Two Researchers Create AR System for Teaching Robots New Skills
Under the supervision of Dr. Yunbo Zhang, the novel robot control and interaction system based on machine learning architecture has been developed by Xueting Wang, student in Mechanical and Industrial Engineering Ph.D. The proposed system enables humans to control the remote robot and teach it new skills within three demonstrations. This collaborative project involved both the Rochester Institute of Technology (RIT) and the humanoid robot startup Figure AI.
Training a robot to perform tasks presents significant challenges due to limitations in communication between the robot instructor and the robot itself. The existing barrier hinders then robot's ability to independently comprehend human instructions effectively. The project mainly develops an interactive system in the Augment Reality (AR) environment to enhance the communication between human and the robot and an intelligent robot learning framework to enable robot to capture the operating strategy from robot instructor.

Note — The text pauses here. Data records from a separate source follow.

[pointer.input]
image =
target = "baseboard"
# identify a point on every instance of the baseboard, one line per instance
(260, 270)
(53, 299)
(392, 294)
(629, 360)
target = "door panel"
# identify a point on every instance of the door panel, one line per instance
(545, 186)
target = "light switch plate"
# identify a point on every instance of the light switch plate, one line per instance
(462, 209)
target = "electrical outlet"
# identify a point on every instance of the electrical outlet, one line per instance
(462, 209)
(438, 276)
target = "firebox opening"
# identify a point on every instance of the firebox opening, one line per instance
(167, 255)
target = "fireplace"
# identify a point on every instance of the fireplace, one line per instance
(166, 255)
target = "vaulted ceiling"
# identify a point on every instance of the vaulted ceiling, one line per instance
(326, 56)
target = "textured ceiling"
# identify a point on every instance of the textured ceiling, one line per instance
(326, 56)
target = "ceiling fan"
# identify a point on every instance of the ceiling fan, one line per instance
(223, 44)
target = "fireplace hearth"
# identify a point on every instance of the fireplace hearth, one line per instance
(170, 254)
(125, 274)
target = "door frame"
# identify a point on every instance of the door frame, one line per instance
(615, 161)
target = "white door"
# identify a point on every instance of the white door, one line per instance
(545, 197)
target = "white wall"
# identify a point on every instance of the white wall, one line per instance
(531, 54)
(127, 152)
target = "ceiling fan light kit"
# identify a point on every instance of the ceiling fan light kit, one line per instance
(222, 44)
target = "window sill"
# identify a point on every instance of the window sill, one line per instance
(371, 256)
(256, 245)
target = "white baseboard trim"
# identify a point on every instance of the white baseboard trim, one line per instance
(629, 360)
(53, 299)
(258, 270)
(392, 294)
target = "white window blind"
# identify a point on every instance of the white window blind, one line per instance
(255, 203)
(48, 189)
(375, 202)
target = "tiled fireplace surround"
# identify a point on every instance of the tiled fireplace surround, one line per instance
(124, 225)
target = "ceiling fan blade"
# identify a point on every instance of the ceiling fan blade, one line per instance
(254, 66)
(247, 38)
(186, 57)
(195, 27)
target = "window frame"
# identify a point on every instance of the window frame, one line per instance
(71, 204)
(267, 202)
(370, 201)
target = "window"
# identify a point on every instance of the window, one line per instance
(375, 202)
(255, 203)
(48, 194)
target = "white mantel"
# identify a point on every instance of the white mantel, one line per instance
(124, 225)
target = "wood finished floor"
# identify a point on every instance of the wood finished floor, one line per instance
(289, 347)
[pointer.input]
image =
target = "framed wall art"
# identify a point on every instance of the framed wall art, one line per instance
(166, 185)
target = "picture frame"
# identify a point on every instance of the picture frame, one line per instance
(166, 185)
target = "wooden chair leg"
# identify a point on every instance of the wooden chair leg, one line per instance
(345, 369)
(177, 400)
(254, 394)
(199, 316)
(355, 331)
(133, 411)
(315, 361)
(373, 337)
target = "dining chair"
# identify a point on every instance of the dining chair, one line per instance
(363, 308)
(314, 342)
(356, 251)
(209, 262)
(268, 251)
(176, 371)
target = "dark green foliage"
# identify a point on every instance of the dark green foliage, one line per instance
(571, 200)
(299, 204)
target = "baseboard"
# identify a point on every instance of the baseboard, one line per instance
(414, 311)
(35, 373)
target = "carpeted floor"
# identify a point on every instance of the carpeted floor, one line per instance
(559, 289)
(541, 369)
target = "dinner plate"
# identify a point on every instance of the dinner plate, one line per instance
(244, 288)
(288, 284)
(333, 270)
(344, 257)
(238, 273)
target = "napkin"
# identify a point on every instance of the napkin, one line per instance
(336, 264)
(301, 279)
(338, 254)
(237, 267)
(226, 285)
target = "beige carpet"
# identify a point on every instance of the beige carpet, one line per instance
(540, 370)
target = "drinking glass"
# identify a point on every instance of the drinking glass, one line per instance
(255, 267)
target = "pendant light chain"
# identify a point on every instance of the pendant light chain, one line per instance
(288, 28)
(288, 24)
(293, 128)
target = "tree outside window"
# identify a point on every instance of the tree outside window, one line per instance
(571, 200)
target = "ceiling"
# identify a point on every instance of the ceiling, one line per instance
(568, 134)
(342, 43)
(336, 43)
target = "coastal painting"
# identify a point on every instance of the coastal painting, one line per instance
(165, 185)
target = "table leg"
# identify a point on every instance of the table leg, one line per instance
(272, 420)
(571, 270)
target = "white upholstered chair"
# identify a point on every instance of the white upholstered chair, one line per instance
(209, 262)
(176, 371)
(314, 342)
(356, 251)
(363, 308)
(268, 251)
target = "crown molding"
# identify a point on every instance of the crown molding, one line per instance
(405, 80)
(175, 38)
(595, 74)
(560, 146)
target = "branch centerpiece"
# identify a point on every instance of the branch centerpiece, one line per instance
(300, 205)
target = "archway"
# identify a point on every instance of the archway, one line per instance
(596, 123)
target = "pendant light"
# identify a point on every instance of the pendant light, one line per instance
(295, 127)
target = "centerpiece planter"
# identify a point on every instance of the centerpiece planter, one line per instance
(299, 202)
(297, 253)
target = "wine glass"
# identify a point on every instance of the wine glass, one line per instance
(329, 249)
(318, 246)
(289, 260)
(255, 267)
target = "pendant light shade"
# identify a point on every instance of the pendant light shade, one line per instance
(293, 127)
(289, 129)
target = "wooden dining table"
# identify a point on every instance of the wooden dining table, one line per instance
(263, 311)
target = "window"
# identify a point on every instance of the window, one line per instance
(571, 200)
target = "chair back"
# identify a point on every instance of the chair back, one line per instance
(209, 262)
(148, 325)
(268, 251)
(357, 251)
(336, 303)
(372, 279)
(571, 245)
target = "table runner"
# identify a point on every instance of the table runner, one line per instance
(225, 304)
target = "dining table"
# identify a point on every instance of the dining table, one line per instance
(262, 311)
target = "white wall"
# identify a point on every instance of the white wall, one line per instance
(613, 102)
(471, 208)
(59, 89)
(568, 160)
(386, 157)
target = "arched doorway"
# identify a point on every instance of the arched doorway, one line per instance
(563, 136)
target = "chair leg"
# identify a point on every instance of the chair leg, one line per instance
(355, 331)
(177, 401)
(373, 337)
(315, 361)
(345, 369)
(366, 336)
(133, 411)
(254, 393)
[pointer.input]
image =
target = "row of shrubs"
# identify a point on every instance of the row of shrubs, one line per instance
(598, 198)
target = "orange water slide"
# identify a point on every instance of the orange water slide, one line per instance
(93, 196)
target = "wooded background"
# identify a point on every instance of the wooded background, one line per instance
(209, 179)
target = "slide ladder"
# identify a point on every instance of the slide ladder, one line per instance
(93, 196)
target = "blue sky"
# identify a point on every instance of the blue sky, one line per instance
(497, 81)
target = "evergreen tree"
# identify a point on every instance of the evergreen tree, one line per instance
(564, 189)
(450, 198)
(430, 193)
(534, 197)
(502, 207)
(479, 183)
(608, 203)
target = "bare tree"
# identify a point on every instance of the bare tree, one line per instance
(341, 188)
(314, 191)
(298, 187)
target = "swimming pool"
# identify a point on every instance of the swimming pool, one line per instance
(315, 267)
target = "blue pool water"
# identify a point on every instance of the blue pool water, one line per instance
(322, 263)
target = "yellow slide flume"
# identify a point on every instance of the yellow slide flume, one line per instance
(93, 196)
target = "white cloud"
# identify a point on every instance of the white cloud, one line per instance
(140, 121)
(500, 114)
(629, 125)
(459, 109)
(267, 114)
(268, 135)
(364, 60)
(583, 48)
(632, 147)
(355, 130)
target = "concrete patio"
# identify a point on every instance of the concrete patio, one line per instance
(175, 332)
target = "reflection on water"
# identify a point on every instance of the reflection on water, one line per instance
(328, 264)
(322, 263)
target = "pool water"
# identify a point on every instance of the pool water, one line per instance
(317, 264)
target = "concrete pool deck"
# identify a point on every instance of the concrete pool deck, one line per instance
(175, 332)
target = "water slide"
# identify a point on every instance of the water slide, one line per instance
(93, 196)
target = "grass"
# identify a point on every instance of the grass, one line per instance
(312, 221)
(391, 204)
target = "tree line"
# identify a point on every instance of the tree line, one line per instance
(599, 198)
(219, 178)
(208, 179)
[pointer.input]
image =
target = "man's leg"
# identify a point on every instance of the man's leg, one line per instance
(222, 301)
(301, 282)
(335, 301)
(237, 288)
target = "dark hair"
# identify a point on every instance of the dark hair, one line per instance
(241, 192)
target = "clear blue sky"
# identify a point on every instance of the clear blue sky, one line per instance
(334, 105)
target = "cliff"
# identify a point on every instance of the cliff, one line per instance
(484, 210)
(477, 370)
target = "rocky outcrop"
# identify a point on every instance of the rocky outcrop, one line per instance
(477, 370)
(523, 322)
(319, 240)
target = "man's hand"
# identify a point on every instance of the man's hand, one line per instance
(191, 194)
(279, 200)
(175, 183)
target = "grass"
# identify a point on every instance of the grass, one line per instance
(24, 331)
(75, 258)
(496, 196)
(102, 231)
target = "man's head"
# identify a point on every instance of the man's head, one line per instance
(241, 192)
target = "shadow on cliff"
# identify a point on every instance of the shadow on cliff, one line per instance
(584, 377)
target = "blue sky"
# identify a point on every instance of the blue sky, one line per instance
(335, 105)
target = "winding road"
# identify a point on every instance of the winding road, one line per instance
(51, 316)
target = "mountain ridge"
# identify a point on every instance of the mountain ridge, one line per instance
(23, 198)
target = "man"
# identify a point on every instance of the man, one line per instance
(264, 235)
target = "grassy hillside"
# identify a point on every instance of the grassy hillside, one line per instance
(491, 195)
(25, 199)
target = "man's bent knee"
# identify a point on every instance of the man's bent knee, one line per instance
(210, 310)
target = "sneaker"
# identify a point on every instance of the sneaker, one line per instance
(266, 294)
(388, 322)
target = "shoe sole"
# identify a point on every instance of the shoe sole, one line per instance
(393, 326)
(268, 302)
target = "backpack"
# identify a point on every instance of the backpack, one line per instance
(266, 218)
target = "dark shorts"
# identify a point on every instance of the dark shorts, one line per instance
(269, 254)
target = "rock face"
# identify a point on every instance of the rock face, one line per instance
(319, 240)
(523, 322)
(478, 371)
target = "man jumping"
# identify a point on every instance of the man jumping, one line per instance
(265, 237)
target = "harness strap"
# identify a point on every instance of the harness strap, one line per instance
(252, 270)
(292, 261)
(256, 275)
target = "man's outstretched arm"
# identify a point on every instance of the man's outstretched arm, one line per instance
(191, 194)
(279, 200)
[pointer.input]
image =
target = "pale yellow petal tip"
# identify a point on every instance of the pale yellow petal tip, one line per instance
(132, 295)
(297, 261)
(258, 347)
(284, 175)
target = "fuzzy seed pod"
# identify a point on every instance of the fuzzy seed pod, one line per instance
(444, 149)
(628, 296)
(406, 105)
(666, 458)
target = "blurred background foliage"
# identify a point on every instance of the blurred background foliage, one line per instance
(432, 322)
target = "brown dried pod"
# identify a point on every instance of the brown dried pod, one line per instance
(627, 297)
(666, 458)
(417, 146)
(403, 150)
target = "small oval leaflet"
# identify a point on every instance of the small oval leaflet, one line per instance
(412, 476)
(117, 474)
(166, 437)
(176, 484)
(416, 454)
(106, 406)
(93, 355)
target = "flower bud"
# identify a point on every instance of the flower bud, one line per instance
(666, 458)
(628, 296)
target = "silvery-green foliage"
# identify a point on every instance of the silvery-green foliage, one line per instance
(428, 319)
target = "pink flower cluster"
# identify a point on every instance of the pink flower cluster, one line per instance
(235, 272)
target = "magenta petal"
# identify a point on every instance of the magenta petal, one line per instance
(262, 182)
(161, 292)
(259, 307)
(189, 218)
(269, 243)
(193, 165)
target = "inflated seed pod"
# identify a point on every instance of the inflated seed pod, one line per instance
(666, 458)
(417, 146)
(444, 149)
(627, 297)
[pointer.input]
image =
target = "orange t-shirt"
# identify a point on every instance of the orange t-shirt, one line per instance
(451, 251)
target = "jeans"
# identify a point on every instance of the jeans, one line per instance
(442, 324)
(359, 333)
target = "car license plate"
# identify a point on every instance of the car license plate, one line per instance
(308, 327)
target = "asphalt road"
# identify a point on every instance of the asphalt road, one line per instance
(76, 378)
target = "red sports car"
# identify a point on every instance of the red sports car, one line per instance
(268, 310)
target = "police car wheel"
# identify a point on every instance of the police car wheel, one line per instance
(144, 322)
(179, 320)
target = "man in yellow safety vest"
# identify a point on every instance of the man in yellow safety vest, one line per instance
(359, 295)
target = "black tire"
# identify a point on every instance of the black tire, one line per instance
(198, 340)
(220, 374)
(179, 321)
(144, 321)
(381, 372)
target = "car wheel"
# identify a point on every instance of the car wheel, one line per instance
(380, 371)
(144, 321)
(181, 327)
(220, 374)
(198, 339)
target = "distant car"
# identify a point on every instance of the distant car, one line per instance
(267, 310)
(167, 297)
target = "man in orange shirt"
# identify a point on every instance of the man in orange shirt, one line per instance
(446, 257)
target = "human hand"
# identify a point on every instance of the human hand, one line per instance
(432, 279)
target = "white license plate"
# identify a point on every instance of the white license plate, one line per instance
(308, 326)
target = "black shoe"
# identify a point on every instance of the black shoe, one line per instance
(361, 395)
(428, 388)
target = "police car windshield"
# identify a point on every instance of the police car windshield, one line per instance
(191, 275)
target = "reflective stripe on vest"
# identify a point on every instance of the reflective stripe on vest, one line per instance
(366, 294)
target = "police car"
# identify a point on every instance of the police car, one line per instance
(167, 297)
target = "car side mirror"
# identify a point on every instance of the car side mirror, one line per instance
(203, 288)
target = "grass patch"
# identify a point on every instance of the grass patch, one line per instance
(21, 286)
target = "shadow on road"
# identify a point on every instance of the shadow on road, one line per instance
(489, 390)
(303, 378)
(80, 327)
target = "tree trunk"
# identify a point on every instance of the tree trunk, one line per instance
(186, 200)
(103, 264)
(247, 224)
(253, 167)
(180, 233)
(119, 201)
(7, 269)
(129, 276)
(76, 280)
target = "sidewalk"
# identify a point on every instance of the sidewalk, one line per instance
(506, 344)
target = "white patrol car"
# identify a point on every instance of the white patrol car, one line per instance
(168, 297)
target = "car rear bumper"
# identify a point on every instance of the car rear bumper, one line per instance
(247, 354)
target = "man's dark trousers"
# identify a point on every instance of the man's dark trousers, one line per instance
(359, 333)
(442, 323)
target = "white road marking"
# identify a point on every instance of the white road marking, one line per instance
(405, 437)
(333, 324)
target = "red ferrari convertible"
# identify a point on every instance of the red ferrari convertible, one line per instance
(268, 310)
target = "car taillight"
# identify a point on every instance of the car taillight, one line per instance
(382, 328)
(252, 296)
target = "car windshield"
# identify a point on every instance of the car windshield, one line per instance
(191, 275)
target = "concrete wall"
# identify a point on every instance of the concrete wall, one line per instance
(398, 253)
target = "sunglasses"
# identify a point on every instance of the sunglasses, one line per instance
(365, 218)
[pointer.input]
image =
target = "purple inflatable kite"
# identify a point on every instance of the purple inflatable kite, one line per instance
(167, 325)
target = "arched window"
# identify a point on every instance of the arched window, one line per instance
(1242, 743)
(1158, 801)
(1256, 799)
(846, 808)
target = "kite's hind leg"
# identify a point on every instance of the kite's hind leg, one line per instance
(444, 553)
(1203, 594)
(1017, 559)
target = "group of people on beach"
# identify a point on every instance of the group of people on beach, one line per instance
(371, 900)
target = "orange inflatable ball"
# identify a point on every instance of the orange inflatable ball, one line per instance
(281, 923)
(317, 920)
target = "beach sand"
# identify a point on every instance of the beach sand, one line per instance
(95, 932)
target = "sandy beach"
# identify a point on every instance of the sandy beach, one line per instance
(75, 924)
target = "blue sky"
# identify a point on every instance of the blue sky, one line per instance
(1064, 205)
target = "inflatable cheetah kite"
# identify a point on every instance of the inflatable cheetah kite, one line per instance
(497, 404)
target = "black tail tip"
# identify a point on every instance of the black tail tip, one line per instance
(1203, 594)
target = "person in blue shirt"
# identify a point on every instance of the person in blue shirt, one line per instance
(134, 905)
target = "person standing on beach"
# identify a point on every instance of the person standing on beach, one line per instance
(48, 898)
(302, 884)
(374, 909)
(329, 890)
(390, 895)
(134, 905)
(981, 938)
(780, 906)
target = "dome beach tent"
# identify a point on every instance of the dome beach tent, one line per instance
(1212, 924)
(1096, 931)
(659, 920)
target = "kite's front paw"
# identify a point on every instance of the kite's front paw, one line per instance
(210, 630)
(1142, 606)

The AR interactive system that has been developed has the primary objective of facilitating natural language communication between humans and robots, empowering the robot to actively articulate its requirements. Additionally, the intelligent robot learning framework is designed to acquire task-related skills, ranging from basic actions like grasping, as illustrated in figure 1, to more intricate tasks such as assembling a gear box, instructed by a human instructor during human-robot interaction. Traditionally, robot instructors are expected to possess substantial knowledge of robotics and experience in maneuvering 6-DoF robotic arms. However, this project aims to alleviate the prerequisite knowledge burden on robot instructors, offering an efficient solution for robots to assimilate complex tasks effectively.
The project main contributions include introducing an AR human-robot teleoperation framework, integrating large language models for natural language interaction and a user-friendly interface displaying future robot plans. Additionally, a robot learning framework was developed to efficiently extract crucial information from human-robot interactions, enabling effective execution of specific operation plans. Moreover, a comprehensive framework leveraging vision language models within the robot system was proposed, covering environment perception, targeted query generation, and precise operation plan formulation for enhanced robotic autonomy.